CareerExplorer rates diplomats with a D employability rating, meaning this career should provide weak employment opportunities for the foreseeable future.
Are diplomats in demand?
The U.S. Department of State very succinctly articulates the ‘thirteen certain skills, personal qualities, and abilities’ required of U.S. diplomats or foreign-service officers (FSOs). They are: composure; cultural adaptability; motivation; initiative; leadership; strong written and oral communication skills; ability to analyze situations and absorb complex information from a variety of sources; ability to prioritize tasks; fairness; honesty; and capacity to work well with others. Demand for the extraordinary people who combine all of these traits and skills is determined by the number of worldwide embassies, consulates, and diplomatic missions maintained by the U.S. State Department. Currently, this number is +/-270. A career as a diplomat is undeniably prestigious, but it can also be dangerous and challenging, particularly for those assigned to war-torn countries or ‘hardship’ or ‘unaccompanied’ posts, where family members are often not permitted to join the appointee.
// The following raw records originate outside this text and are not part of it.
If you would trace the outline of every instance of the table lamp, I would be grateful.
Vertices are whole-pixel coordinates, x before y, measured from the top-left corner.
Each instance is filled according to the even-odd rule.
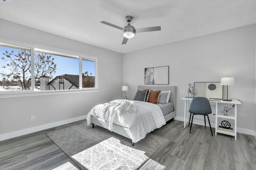
[[[123,86],[122,88],[122,91],[124,91],[124,96],[123,96],[124,99],[127,99],[127,96],[125,95],[125,91],[128,91],[128,86]]]
[[[228,100],[228,85],[235,85],[235,81],[233,77],[224,77],[221,78],[220,80],[221,85],[227,86],[227,99],[223,99],[224,101],[231,102],[232,100]]]

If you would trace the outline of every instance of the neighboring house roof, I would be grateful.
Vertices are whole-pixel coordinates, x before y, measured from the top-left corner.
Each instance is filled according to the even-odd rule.
[[[72,74],[63,74],[58,76],[55,77],[54,78],[52,79],[52,81],[48,83],[48,85],[49,85],[52,83],[56,78],[59,78],[60,77],[63,77],[66,79],[69,82],[78,88],[79,87],[79,75],[72,75]]]

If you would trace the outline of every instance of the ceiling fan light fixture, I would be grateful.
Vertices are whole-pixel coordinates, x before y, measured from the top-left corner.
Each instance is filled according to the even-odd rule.
[[[124,27],[123,29],[123,35],[126,38],[132,38],[135,35],[136,32],[135,28],[130,24]]]

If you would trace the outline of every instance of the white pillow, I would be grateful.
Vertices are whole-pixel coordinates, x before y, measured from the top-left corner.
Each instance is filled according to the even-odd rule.
[[[162,92],[163,93],[164,93],[164,92],[165,92],[166,93],[166,92],[168,92],[168,95],[167,95],[167,98],[166,98],[166,101],[165,102],[166,102],[166,103],[168,103],[168,102],[169,102],[169,100],[170,99],[170,96],[171,96],[171,91],[170,91],[170,90],[169,90],[169,91],[166,91],[166,92],[161,92],[161,93],[162,93]]]

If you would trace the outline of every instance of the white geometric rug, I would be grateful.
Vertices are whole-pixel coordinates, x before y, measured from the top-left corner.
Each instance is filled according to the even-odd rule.
[[[82,170],[136,170],[167,139],[149,133],[132,147],[131,140],[86,121],[46,135]]]

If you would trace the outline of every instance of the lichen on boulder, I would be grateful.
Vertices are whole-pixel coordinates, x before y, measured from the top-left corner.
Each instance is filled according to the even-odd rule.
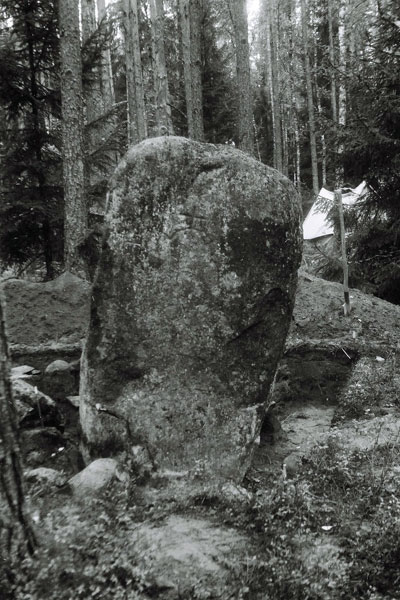
[[[86,454],[128,442],[161,469],[240,481],[293,309],[295,189],[232,147],[150,139],[113,176],[106,230],[81,371]]]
FSOs, especially those posted in volatile environments, need to be genuinely committed to public service and to maintain sound judgment and composure in the face of stressful and rapidly changing situations. Individuals wishing to become U.S. diplomats must be between 20 and 59 years of age and must choose one of five possible career tracks. Consular officers facilitate adoptions and help evacuate Americans. Economic officers work with foreign governments on trade, energy, environment, science, and technology policies. Management officers are responsible for embassy operations. Political officers observe the political climate at their foreign posts and decipher events as they relate to U.S. interests. Public diplomacy officers promote support for American policy abroad. Aspiring U.S. diplomats have to pass the Foreign Service Officer Test (FSOT), submit a personal narrative, take an oral assessment, complete medical and security clearances, and pass a final panel review. Candidates who successfully complete these steps are placed on the official register of successful candidates sorted by career tracks. Selected applicants undergo extensive orientation and specialized training based on their career track, and must complete at least one hardship assignment. The Foreign Service is a career like no other. It is more than a job. It is a way of life, which calls upon those who are curious about the world and prepared to dedicate themselves to its welfare.